If ``30.0.0.2`` is the address of an interface, we can use the following
to do the same translation, and additionnaly change the source.
address with ``1.2.3.4``

.. code-block:: console

  cnat translation add proto TCP real 30.0.0.2 80 to 1.2.3.4->20.0.0.1 8080

To show existing translations and sessions you can use

.. code-block:: console

  cnat show session verbose
  cant show translation


SourceNATing outgoing traffic
-----------------------------

A independant part of the plugin allows changing the source address
of outgoing traffic on a per-interface basis.

In the following example, all traffic comming from ``tap0`` and NOT
going to ``20.0.0.0/24`` will be source NAT-ed with ``30.0.0.1``.
On the way back the translation will be undone.

NB: ``30.0.0.1`` should be and address known to the FIB (e.g. the
address assigned to an interface)

.. code-block:: console

  cnat snat with 30.0.0.1
  cnat snat exclude 20.0.0.0/24
  set interface feature tap0 ip4-cnat-snat arc ip4-unicast

Other parameters
----------------

In vpp's startup file, you can also configure the bihash sizes for

* the translation bihash ``(proto, port) -> translation``
* the session bihash ``src_ip, src_port, dest_ip, dest_port, proto -> new_src_ip, new_src_port, new_dest_ip, new_dest_port``
* the snat bihash for searching ``snat exclude`` prefixes

.. code-block:: console

  cnat {
      translation-db-memory 64K
      translation-db-buckets 1024
      session-db-memory 1M
      session-db-buckets 1024
      snat-db-memory 64M
      snat-db-buckets 1024
  }

Extending the NAT
_________________

This plugin is built to be extensible.
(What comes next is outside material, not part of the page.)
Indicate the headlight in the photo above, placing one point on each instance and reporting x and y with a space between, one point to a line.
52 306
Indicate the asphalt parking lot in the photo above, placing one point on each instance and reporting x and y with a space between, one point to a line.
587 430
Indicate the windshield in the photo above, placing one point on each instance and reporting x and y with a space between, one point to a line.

For now two NAT types are defined, ``cnat_node_vip.c`` and ``cnat_node_snat.c``. They both inherit from ``cnat_node.h`` which provides :

* Session lookup : ``rv`` will be set to ``0`` if a session was found
* Translation primitives ``cnat_translation_ip4`` based on sessions
* A session creation primitive ``cnat_session_create``

Creating a session will also create a reverse session (for matching return traffic),
and call a NAT node back that will perform the translation.

Known limitations
_________________

This plugin is still under developpment, it lacks the following features :
* Load balancing doesn't support parametric probabilities
* VRFs aren't supported. All rules apply to fib table 0 only
* Programmatic session handling (deletion, lifetime updates) aren't supported
* ICMP is not yet supported
* Traffic matching is only done based on ``(proto, dst_addr, dst_port)`` source matching isn't supported
* Statistics & session tracking are still rudimentary.